Professional golfers play by strict, unbending rules. The rules state the situations where you must play the ball where it lies, and when you are allowed to move it. They even have rules for playing the ball if you hit it into an alligator’s mouth (I’m not making this up!)
In 1994, Davis Love III was playing in the Western Open near Chicago. He chipped a shot close to the hole and put a marker where his ball lay, but then moved his marker so it would be out of the putting line of the next golfer.
Later, as they continued play, Love couldn’t remember if he moved his marker back to the original spot. Whether he did or not, it made no difference to his “gimme” putt. He probably moved his marker according to the rules, but he just couldn’t remember.
The rule book states that, if you think it’s possible you committed an infraction, and no one else was present to judge the case, then you have committed an infraction.
So, Love penalized himself with a two-stroke penalty.
That penalty he called on himself knocked him out of the tournament.

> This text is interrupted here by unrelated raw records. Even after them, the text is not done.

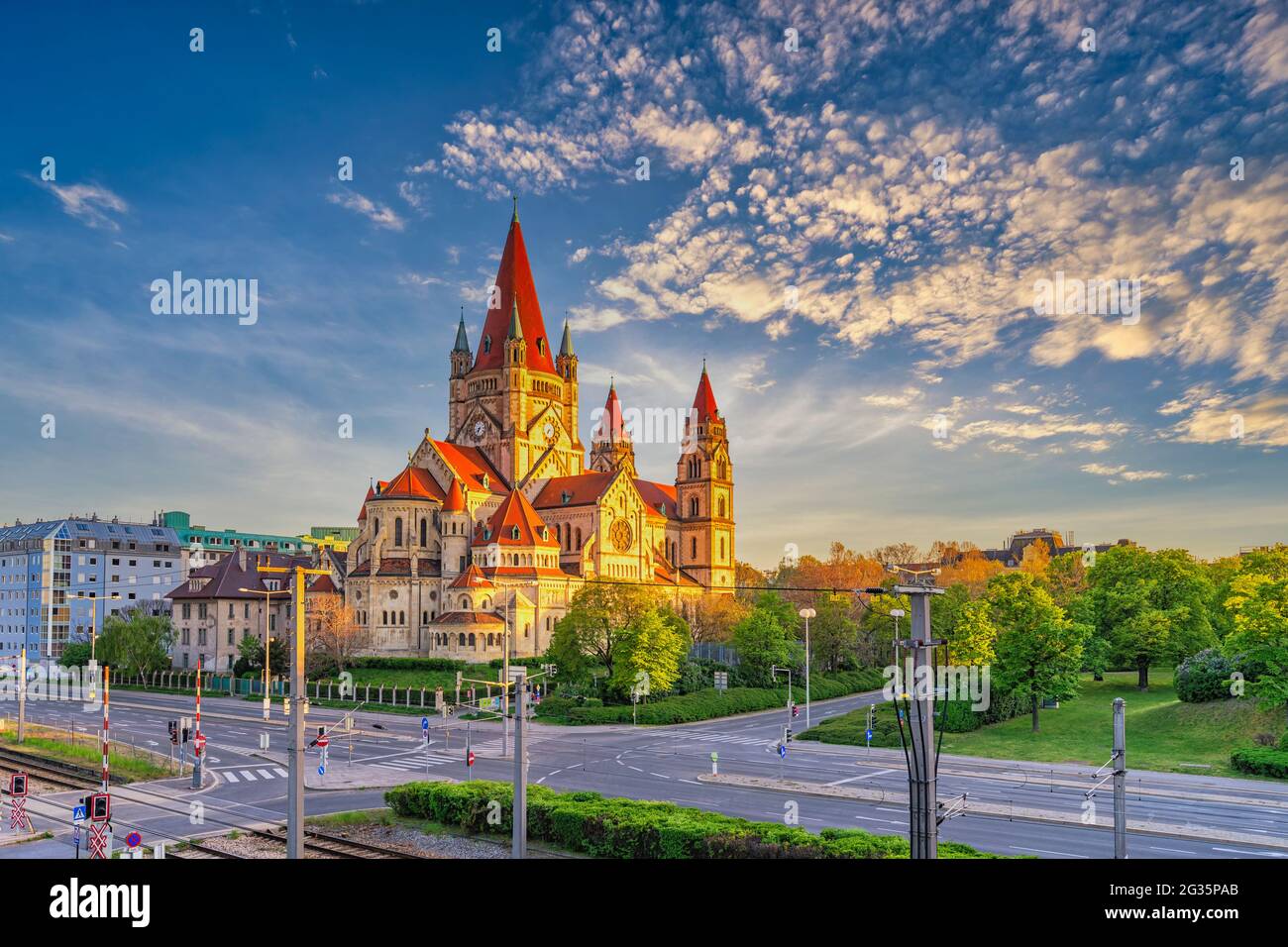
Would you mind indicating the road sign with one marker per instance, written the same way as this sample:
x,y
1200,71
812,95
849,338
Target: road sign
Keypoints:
x,y
99,806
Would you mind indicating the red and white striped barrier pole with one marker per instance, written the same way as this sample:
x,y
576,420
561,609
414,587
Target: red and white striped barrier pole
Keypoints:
x,y
107,682
197,744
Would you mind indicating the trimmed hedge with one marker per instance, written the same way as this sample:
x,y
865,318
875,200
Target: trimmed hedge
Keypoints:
x,y
603,827
708,703
1203,677
1261,761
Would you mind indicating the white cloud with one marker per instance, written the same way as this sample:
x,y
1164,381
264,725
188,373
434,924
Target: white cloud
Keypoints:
x,y
378,214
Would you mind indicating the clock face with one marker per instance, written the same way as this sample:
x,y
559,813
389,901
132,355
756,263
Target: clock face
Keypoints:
x,y
621,535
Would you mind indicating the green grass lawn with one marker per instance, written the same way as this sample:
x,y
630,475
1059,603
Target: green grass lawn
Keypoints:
x,y
1162,732
404,677
125,767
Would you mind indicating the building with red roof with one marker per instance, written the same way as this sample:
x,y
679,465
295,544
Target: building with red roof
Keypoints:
x,y
480,543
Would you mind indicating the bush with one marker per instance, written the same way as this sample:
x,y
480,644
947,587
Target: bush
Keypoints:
x,y
1261,761
1203,677
631,828
708,703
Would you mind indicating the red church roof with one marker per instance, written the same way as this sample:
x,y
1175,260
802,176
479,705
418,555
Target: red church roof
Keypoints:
x,y
515,514
704,401
514,279
472,578
413,482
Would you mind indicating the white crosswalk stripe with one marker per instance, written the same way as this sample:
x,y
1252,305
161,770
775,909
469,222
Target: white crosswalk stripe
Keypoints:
x,y
415,762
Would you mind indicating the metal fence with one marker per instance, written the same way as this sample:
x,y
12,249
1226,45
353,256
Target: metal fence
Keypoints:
x,y
713,651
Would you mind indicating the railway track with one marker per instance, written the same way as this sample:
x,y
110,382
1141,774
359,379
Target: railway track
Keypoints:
x,y
67,775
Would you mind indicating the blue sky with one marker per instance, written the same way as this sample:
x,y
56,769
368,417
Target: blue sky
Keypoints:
x,y
769,169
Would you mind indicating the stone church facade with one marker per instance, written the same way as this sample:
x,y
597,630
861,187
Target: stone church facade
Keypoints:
x,y
482,540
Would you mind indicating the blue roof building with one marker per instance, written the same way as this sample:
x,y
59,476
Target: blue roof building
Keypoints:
x,y
58,577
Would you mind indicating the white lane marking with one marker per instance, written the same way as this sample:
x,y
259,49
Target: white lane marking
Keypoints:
x,y
1044,852
1247,852
863,776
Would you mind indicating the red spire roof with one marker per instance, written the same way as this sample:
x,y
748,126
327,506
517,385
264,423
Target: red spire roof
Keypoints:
x,y
455,501
514,279
515,523
362,513
610,427
704,401
472,578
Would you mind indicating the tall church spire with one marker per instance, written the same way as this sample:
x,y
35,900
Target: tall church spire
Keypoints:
x,y
463,342
514,285
566,346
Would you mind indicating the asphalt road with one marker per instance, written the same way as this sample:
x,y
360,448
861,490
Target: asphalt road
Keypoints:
x,y
244,788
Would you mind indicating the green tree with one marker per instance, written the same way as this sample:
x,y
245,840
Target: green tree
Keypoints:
x,y
1149,607
657,643
588,635
136,643
75,655
832,633
1038,650
1258,607
763,641
974,637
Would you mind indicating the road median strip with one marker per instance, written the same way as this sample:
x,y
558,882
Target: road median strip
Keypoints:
x,y
993,810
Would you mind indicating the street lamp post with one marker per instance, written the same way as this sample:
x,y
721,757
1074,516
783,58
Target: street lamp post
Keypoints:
x,y
806,613
93,617
268,641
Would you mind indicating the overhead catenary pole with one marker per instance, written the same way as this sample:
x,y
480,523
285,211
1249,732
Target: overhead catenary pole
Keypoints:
x,y
919,699
22,694
107,684
519,815
1120,780
196,745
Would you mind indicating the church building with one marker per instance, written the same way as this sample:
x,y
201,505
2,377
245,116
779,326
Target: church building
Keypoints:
x,y
482,540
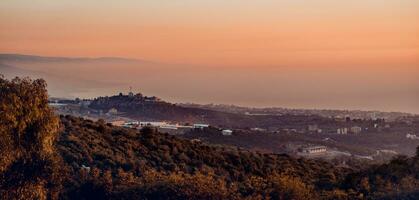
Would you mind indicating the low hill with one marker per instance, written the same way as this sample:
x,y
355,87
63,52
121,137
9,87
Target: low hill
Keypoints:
x,y
151,108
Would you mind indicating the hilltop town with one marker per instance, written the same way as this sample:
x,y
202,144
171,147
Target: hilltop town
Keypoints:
x,y
313,135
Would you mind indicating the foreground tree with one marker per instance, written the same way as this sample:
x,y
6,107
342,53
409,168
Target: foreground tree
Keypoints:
x,y
28,129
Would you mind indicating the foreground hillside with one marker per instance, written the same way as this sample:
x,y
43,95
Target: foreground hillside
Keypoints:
x,y
160,166
45,157
116,150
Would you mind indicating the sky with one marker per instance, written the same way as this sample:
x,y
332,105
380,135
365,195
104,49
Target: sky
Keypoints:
x,y
332,54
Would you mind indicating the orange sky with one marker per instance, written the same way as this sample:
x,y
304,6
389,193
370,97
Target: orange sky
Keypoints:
x,y
239,32
376,37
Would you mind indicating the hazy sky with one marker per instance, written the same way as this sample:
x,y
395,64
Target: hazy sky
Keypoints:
x,y
315,45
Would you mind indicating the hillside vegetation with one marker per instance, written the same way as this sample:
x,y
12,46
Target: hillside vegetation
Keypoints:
x,y
94,160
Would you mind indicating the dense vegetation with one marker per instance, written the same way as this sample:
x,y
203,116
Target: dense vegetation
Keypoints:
x,y
95,160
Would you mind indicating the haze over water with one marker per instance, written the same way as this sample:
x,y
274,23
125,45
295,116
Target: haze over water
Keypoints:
x,y
301,54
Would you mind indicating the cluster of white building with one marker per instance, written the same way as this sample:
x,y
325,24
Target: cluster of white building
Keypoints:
x,y
166,127
412,136
314,149
344,131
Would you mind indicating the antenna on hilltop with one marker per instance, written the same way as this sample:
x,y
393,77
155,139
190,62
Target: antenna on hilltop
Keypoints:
x,y
130,91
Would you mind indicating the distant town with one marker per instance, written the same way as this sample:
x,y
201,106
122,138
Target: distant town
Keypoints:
x,y
326,134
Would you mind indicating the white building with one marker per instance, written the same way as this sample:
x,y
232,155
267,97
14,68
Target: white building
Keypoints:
x,y
412,136
201,126
227,132
314,149
356,129
342,131
313,128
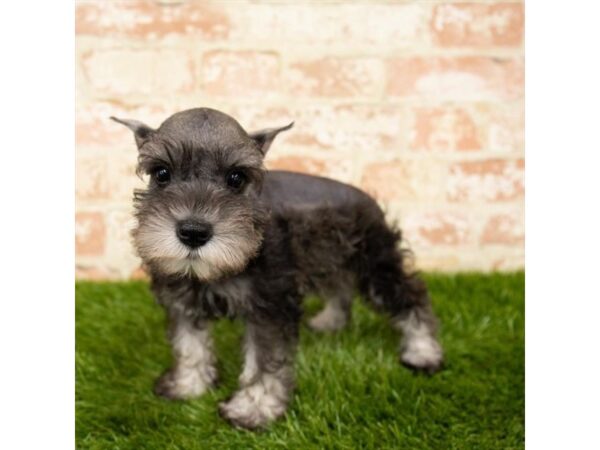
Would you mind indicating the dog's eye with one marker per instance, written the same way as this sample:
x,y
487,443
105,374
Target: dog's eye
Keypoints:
x,y
162,176
236,179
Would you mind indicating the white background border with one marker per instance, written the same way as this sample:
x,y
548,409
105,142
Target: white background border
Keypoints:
x,y
562,240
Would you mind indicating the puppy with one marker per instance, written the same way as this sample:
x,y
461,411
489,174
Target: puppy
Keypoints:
x,y
220,237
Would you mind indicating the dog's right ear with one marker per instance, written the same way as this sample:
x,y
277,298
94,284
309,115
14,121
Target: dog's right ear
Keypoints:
x,y
141,131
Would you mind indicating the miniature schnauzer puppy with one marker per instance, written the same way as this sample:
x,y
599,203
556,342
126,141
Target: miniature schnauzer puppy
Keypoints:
x,y
220,237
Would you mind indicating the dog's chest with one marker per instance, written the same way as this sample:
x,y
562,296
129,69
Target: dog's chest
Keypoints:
x,y
228,298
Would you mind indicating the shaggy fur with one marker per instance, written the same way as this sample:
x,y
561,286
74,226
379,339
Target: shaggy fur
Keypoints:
x,y
270,240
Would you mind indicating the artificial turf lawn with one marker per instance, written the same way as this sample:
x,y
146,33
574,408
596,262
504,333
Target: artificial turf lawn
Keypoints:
x,y
352,392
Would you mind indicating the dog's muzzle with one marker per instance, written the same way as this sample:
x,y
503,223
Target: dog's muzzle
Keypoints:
x,y
194,234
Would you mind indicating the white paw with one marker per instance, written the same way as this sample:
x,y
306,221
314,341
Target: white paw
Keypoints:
x,y
185,383
254,406
423,353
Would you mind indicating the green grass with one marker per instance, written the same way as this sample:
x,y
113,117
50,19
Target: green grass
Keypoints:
x,y
352,392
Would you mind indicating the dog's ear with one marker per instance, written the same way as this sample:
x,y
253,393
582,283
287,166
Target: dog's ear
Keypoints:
x,y
264,138
141,131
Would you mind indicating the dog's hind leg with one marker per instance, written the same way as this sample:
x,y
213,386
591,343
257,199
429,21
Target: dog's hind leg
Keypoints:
x,y
400,294
267,380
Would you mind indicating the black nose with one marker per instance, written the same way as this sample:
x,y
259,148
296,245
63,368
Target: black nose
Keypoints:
x,y
194,234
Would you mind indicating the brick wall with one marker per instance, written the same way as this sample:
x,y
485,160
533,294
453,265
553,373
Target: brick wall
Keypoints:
x,y
419,103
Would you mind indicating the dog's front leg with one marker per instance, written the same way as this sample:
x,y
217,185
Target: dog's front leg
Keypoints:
x,y
193,371
267,380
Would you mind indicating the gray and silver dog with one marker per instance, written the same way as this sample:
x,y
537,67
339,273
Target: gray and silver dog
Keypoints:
x,y
222,237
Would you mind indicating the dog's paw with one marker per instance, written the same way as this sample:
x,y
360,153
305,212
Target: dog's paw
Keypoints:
x,y
423,354
253,407
181,384
328,320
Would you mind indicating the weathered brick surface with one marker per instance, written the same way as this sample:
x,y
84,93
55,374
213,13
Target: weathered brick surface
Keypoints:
x,y
504,229
493,180
335,77
149,20
240,73
146,72
456,78
419,103
474,24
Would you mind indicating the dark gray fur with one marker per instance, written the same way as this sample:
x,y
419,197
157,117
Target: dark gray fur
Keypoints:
x,y
282,236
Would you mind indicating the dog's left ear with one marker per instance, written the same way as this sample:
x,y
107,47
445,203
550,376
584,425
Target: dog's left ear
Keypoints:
x,y
264,138
141,131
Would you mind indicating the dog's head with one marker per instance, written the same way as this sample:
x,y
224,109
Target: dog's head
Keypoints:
x,y
200,213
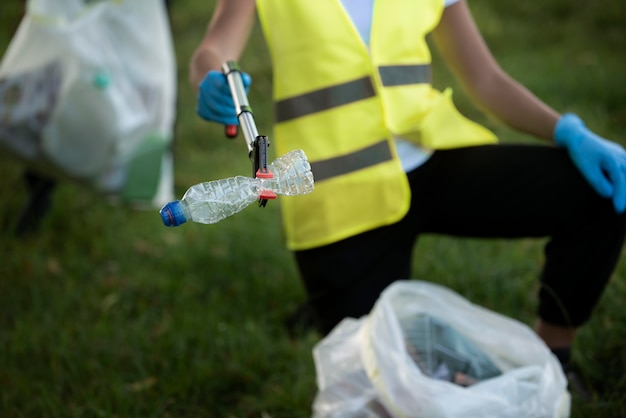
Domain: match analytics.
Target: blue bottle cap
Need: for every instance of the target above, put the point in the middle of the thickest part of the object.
(172, 214)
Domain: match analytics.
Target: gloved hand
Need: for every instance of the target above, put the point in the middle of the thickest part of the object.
(215, 102)
(601, 162)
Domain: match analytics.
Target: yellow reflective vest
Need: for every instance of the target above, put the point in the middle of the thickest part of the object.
(342, 102)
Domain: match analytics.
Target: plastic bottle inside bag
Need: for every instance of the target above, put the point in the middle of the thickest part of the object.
(97, 116)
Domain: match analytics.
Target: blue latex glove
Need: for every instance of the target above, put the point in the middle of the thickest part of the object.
(601, 162)
(215, 102)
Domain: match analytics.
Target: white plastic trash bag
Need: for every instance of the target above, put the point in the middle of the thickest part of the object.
(379, 362)
(88, 92)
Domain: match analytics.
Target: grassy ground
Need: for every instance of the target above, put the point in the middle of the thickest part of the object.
(106, 313)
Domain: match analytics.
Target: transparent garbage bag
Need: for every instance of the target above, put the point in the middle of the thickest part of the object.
(88, 93)
(378, 366)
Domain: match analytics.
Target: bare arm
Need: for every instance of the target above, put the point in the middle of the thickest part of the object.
(492, 89)
(225, 38)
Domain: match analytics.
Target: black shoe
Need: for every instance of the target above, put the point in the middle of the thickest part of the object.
(40, 190)
(575, 384)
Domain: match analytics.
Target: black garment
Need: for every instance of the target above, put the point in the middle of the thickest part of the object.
(494, 191)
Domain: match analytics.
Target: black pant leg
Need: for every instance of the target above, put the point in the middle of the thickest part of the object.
(514, 191)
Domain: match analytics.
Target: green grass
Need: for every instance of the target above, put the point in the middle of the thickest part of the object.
(106, 313)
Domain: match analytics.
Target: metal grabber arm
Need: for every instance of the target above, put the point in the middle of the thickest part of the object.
(257, 144)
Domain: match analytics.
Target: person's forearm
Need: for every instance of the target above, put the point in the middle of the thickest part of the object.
(225, 38)
(203, 60)
(513, 104)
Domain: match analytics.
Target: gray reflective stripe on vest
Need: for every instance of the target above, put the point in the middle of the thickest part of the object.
(352, 91)
(398, 75)
(344, 164)
(324, 99)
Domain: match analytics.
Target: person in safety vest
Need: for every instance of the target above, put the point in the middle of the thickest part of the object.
(392, 158)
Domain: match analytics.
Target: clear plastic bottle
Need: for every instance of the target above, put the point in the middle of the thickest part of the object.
(212, 201)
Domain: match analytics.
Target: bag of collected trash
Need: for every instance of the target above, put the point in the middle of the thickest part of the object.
(88, 92)
(425, 351)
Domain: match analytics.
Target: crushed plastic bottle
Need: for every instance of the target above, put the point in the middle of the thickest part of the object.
(212, 201)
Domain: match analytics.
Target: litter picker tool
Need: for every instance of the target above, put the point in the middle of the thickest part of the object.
(212, 201)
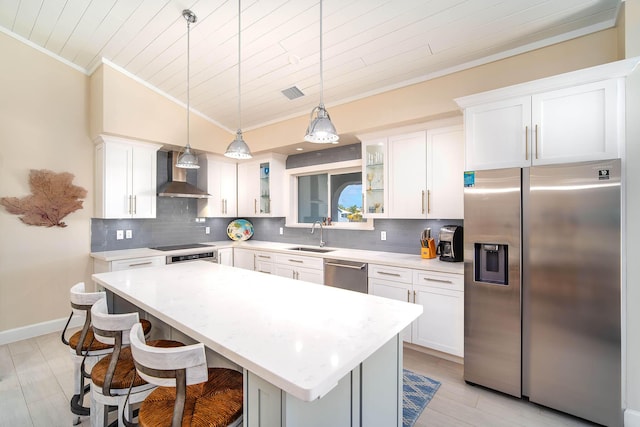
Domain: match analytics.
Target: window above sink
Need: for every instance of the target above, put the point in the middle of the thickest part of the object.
(327, 191)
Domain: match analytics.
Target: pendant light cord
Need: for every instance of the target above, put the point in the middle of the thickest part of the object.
(321, 75)
(188, 73)
(239, 62)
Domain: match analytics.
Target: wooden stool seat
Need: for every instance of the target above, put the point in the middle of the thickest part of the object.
(189, 393)
(215, 403)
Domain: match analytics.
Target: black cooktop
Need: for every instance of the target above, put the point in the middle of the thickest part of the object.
(178, 247)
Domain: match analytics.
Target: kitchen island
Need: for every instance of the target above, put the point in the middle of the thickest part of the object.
(311, 355)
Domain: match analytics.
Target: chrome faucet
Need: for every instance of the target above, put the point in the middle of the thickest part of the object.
(313, 227)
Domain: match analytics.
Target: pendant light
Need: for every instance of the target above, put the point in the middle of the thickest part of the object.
(187, 159)
(238, 149)
(321, 130)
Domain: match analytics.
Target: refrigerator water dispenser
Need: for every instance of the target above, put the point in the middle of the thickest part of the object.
(491, 263)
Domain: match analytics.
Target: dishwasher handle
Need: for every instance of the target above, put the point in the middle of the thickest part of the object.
(354, 267)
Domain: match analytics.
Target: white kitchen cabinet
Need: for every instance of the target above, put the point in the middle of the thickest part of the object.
(308, 269)
(408, 175)
(125, 179)
(392, 282)
(374, 178)
(243, 258)
(218, 177)
(445, 173)
(422, 174)
(568, 124)
(263, 262)
(250, 259)
(260, 187)
(394, 290)
(441, 325)
(225, 256)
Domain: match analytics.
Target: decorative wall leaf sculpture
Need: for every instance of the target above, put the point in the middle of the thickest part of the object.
(53, 196)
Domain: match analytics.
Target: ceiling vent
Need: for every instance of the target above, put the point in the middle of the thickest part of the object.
(292, 93)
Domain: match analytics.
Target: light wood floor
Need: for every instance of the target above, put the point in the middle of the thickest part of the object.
(35, 389)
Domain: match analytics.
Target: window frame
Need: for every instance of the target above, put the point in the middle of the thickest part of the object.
(336, 168)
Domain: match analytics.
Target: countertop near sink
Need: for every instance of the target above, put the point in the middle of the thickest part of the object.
(373, 257)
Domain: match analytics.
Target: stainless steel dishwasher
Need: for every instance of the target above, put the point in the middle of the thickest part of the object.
(346, 275)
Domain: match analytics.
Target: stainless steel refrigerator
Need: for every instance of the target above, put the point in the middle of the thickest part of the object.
(542, 285)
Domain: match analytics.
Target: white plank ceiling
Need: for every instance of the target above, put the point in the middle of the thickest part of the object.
(369, 45)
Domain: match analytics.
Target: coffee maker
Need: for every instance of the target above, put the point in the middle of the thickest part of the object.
(450, 245)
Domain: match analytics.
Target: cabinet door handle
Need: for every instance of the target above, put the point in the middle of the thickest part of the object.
(526, 142)
(354, 267)
(140, 263)
(437, 280)
(384, 273)
(536, 142)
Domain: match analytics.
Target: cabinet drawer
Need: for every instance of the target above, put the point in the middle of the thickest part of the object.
(127, 264)
(396, 274)
(300, 261)
(453, 282)
(264, 256)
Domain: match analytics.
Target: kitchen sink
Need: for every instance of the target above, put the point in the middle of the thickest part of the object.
(303, 249)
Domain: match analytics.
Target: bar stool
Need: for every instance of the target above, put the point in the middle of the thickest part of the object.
(112, 375)
(85, 349)
(190, 393)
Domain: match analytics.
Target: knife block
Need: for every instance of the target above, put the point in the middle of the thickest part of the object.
(429, 251)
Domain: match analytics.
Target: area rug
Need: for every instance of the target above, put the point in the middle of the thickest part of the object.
(417, 392)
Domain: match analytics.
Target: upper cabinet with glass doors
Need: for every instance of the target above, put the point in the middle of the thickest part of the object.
(415, 175)
(572, 117)
(374, 178)
(260, 181)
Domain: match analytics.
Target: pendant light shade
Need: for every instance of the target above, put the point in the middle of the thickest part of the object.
(187, 159)
(321, 130)
(238, 149)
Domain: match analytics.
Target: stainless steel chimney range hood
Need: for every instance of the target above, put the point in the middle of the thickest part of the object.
(177, 186)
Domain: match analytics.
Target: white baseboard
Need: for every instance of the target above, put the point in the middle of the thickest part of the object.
(631, 418)
(30, 331)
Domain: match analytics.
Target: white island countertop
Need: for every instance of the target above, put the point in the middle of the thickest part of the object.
(299, 336)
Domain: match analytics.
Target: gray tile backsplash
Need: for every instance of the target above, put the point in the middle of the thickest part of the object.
(175, 223)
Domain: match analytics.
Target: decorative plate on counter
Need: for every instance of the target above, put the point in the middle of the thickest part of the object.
(240, 229)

Without that penalty, he would have automatically qualified for the Masters.
In the end, it all worked out well for Love. He did qualify for the Masters by winning a PGA tournament in 1995. And he came in second in the Masters – winning over a quarter million dollars. But he did not know this at the time he gave himself the penalty that disqualified him from the tournament.
In his book, Every Shot I Take, Love does not consider what he did that day to be worthy of praise, and quotes Bobby Jones, “Don’t praise me for calling a penalty on myself. You might as well praise a man for not robbing a bank.” Yet, most ignore Love’s self-effacing comments and praise him anyway.
But, some think he is a fool. Why penalize yourself two strokes when you’re not even sure you committed a penalty? Why penalize yourself when, even if you did make a mental error, it was not intentional? And it did not affect your score? And, after asking everyone present, no one saw you commit a penalty?
Love’s defends the inflexible rules of his golf: “This may sound harsh to the non-golfer, but it’s not. Adhered to strictly, it eliminates the possibility of a golfer playing with a guilty conscience.”
Did you get that? Love believes the money and fame is not worth it, if he does not have a clear conscience.